Today, the ideological content of dialogue in the community has greater impact than ever before. We are living in a time of unusual historical awareness because people believe that everything they say and do is of universal significance for the understanding and consequence of their actions and reasons; they assume that others should notice that they are "making history." Actually, it's true, just that it was always like that; we just didn't realize that much.


Thus, values and virtues become terms that express categories of ideological nature. When people speak they can use the same words and mean different things. And that is regular in political language to capture the disquisition and preference of voters.


Latinos may have a common language, but their references are frequently too diverse, critically translated with contradictory symbols. Although we have very alike origins and backgrounds, there are differences in criteria and perceptions, because we are substantially distinct in social, economic, political interests, and we carry cultural, philosophical, theological peculiarities that are often, before any else, ideological rather than conscious. The political statement of “being Latino” when is overstated, becomes an ideological multiculturalism that leads to divisions and conflicts with other groups, and that prevents a real dialogue between us.


Latino Christians can speak and vote according to their secular preference, but more likely they would do so from the projection of their religious roots. However, dogmatic interpretations of the faith will make a difference in the orientation. Same happens when they talk, dialogue, interchange ideas. It is very difficult to come to that table, sit down and listen with indulgence ("listen" - not to think what to answer in advance), and when the time comes be able to say, as in the homonymous title of Dr. Jim Denison's book[1], "Respectfully, I disagree” with you, and still give a hug, affirming it.


An electoral dialogue with mutual respect and reasonable disagreement will not be based on the perfection of the candidates, their veracity, or circumspection. The constant use of lies and destructive criticism, so characteristic of political passion at the electoral time, is totally detrimental to any consequent and consecutive conversation. Sympathies are often linked with concurrent symbols that link the past with the present, seeking to produce a perspective of a preconceived, yearned for, mythologized, imaginary future. The manipulation of political propaganda, of the media, of social networks, of community organizations, often eliminates the chance for a positive dialogue.

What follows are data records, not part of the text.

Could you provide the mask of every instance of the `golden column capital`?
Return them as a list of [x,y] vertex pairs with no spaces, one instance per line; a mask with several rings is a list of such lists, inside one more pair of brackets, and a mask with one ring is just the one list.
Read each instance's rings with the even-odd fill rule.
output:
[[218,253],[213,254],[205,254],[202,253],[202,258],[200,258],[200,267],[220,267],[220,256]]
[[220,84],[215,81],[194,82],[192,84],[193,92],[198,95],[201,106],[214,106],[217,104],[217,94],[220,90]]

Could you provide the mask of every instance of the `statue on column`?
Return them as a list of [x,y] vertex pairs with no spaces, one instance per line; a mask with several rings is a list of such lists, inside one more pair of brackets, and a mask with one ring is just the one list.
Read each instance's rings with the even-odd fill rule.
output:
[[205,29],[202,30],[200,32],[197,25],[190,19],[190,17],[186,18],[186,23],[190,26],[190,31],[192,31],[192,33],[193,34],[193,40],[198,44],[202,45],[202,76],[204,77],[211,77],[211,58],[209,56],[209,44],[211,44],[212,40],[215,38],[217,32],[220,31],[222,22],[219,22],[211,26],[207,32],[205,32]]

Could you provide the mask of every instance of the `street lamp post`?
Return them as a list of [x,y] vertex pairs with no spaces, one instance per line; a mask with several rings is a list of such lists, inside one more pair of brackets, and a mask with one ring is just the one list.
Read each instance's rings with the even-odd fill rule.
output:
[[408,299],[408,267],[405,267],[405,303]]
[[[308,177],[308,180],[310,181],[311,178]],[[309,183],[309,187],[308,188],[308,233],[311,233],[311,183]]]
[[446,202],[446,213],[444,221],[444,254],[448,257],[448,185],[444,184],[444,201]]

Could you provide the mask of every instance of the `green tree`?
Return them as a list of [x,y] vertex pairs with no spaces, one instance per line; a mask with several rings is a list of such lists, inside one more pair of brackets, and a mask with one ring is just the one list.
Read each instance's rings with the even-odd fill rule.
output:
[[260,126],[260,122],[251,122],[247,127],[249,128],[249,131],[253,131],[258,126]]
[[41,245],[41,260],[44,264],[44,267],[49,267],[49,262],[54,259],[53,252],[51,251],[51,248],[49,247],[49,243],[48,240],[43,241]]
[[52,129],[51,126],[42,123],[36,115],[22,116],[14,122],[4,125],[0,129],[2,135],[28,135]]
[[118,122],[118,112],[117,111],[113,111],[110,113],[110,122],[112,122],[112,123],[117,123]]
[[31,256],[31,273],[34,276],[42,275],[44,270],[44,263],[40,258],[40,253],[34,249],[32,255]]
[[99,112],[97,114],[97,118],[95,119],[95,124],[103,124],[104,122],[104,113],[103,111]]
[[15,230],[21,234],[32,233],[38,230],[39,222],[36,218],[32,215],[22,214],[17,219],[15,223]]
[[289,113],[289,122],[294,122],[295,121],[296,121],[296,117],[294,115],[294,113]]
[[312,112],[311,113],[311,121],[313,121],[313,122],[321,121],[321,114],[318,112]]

Even so, I do believe that it is possible and very helpful to urge a dialogue accordingly with what we believe. Dr. Allan R. Hilton says that a united house will make the church more fully able to reach its mission to save the world. In his book[2], he advises of the perils of "echo chambers" depending on the "dividends of Christian mingle" of our reflections and emotions, but he proposes what he calls "courageous conversations" as part of the Christian vision.


For these courageous conversations, as a productive dialogue that doesn't come to a more divisive debate, we must: Be well prepared by prioritizing biblical foundation. Be sure of what has been said, don't take rumors, and have clear and accessible rules for talking. Get everyone to participate, that nobody is silenced. Bear in mind the tradition of the community so as not to ignore the journey that has been lived. Ban people without these commitments to take part in the conversation.


For that level of dialogue to continue, it can be resumed in small groups, at the right time, and with a lot of patience. However, what I still don't see is the need to engage in such conversations when it is not really indispensable, has not been requested, or is not sure enough that suitable results will be obtained, because getting into such a dispute, for the sole purpose of winning a dialog, is more of a mess than a help. Over the years, unity had been preserved by not arguing about divisive issues, but endure each other with loving actions instead of convincing words.